Multi-agent runs exhibit substantial cross-agent information transfer: attempts inheriting from another agent’s commit have nearly double the improvement rate versus independent attempts, and records are often collaboratively set. Exploration diversity is quantified via strategy vocabulary overlap; Jaccard similarity scores indicate agents collectively probe a broader solution space than any singleton.

Ablation studies confirm the causal impact of both knowledge accumulation and co-evolution: disabling notes/skills substantially degrades performance, and gains from multi-agent coordination are not reducible to parallel independent trials.

System Practicalities and Safeguards

CORAL incorporates robust infrastructure safeguards: evaluator logic is isolated from agents to prevent reward hacking; workspace organization avoids file-level concurrency conflicts via unique naming and symlinks; session persistence and dead agent recovery ensure long-horizon robustness. Heartbeat prompts, delivered via SIGINT-based session interruption, modulate agent behavior without discarding context, and agents may customize their heartbeat trigger configuration at runtime.

The user interface provides real-time visibility into search trajectories, agent-level activity logs, shared memory browsing, and score evolution, supporting longitudinal experiment tracking and interactive knowledge inspection.

Figure 5: CORAL user interface; optimization trajectory, agent-level summaries, and recent activity traced in real time.

Implications and Future Directions

CORAL’s results substantiate the thesis that greater autonomy and horizontal parallelism among LLM agents can expedite open-ended discovery, catalyzing a shift away from externally-specified evolutionary protocols. Practical implications are immediate—agent-driven search via persistent memory and structured reflection accelerates discovery in mathematical, algorithmic, and system optimization domains, suggesting future utility for scientific research and engineering.

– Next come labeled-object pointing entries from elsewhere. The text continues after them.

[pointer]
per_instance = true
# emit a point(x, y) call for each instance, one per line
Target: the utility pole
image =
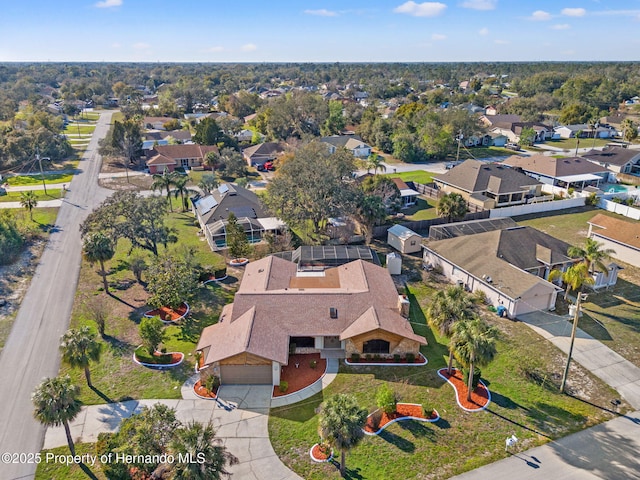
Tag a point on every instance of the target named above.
point(41, 172)
point(576, 315)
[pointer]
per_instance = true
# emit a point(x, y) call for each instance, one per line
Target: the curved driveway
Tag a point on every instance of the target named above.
point(31, 351)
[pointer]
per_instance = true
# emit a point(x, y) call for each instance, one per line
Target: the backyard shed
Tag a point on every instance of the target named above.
point(404, 239)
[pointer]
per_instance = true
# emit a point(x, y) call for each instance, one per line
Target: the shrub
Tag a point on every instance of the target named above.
point(477, 373)
point(386, 399)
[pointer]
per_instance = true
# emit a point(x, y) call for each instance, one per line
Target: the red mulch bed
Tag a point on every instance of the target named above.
point(203, 392)
point(303, 376)
point(169, 314)
point(479, 397)
point(403, 410)
point(320, 453)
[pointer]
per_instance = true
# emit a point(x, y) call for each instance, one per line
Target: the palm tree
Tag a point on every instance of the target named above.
point(56, 403)
point(79, 348)
point(164, 181)
point(446, 309)
point(180, 182)
point(374, 162)
point(99, 248)
point(209, 457)
point(474, 342)
point(452, 206)
point(29, 200)
point(341, 423)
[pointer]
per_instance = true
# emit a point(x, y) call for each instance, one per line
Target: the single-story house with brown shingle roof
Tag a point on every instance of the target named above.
point(170, 157)
point(511, 266)
point(352, 308)
point(488, 185)
point(619, 235)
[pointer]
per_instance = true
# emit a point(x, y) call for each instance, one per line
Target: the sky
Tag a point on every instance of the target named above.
point(318, 30)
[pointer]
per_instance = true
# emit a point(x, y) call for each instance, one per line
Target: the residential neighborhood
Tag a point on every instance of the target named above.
point(251, 260)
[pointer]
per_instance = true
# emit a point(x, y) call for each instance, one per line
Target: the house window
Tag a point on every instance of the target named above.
point(375, 346)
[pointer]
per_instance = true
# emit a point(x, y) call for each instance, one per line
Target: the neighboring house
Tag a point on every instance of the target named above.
point(352, 143)
point(261, 153)
point(619, 235)
point(404, 239)
point(616, 159)
point(408, 196)
point(586, 131)
point(170, 157)
point(564, 173)
point(510, 266)
point(352, 308)
point(213, 210)
point(488, 185)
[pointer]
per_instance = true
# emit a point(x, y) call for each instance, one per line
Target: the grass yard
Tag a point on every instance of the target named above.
point(52, 194)
point(525, 401)
point(116, 377)
point(24, 180)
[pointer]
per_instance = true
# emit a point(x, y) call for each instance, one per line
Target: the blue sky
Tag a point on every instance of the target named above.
point(319, 30)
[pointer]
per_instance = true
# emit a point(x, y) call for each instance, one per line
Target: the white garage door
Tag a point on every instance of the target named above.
point(245, 374)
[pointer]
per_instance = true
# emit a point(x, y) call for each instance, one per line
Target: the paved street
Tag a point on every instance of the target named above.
point(31, 352)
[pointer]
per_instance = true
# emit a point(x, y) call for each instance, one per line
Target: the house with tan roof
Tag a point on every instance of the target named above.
point(563, 173)
point(279, 310)
point(488, 185)
point(511, 266)
point(621, 236)
point(170, 157)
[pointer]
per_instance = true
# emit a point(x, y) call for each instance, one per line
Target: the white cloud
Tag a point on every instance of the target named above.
point(480, 4)
point(540, 16)
point(108, 3)
point(574, 12)
point(323, 12)
point(426, 9)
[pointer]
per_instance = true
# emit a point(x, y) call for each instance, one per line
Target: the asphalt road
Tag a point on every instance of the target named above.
point(31, 351)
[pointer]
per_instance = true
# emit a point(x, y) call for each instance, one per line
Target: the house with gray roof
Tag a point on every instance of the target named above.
point(511, 266)
point(212, 212)
point(488, 185)
point(279, 310)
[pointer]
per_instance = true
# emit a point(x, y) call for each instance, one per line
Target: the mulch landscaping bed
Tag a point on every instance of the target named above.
point(479, 397)
point(169, 314)
point(303, 376)
point(203, 392)
point(403, 410)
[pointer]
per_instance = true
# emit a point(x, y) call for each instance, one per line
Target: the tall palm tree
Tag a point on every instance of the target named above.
point(80, 348)
point(99, 248)
point(164, 181)
point(29, 200)
point(56, 403)
point(209, 456)
point(341, 423)
point(374, 162)
point(180, 184)
point(452, 206)
point(474, 342)
point(448, 307)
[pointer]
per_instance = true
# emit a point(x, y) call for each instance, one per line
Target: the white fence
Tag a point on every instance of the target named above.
point(537, 207)
point(625, 210)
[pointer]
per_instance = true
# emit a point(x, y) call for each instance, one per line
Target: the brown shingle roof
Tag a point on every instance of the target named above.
point(366, 295)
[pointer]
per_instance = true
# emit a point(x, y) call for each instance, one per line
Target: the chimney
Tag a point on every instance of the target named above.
point(403, 305)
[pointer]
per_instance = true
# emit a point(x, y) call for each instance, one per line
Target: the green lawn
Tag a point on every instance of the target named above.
point(52, 194)
point(525, 401)
point(20, 180)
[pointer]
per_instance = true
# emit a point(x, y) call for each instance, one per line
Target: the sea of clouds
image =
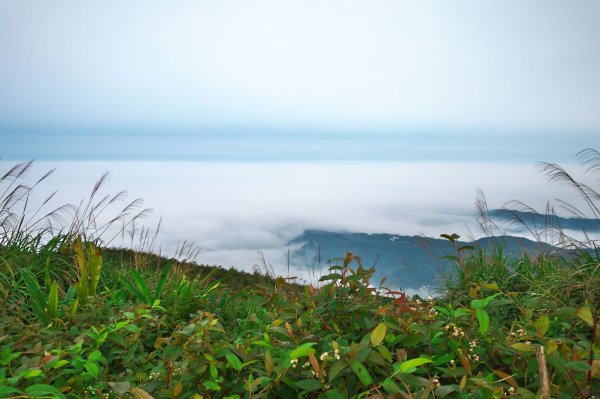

Theoretically, the paradigm raises new questions about self-organizing agent populations, knowledge diffusion trajectories, and adaptive role specialization. Remaining limitations include reliance on frontier models with high API cost, homogeneous agent initialization, and need for richer evaluators. Future work may target smaller, customized models, bootstrapped agent heterogeneity, and co-evolving evaluators.

Conclusion

CORAL establishes a rigorous framework for autonomous multi-agent evolution, substantially outperforming fixed evolutionary search baselines in open-ended discovery tasks. Knowledge accumulation and emergence of collaboration via shared memory are essential to search efficiency and solution quality. The implications extend to both practical deployments and theoretical investigations in distributed evolutionary optimization; CORAL serves as a baseline infrastructure and systematic study for future autonomous discovery systems (2604.01658).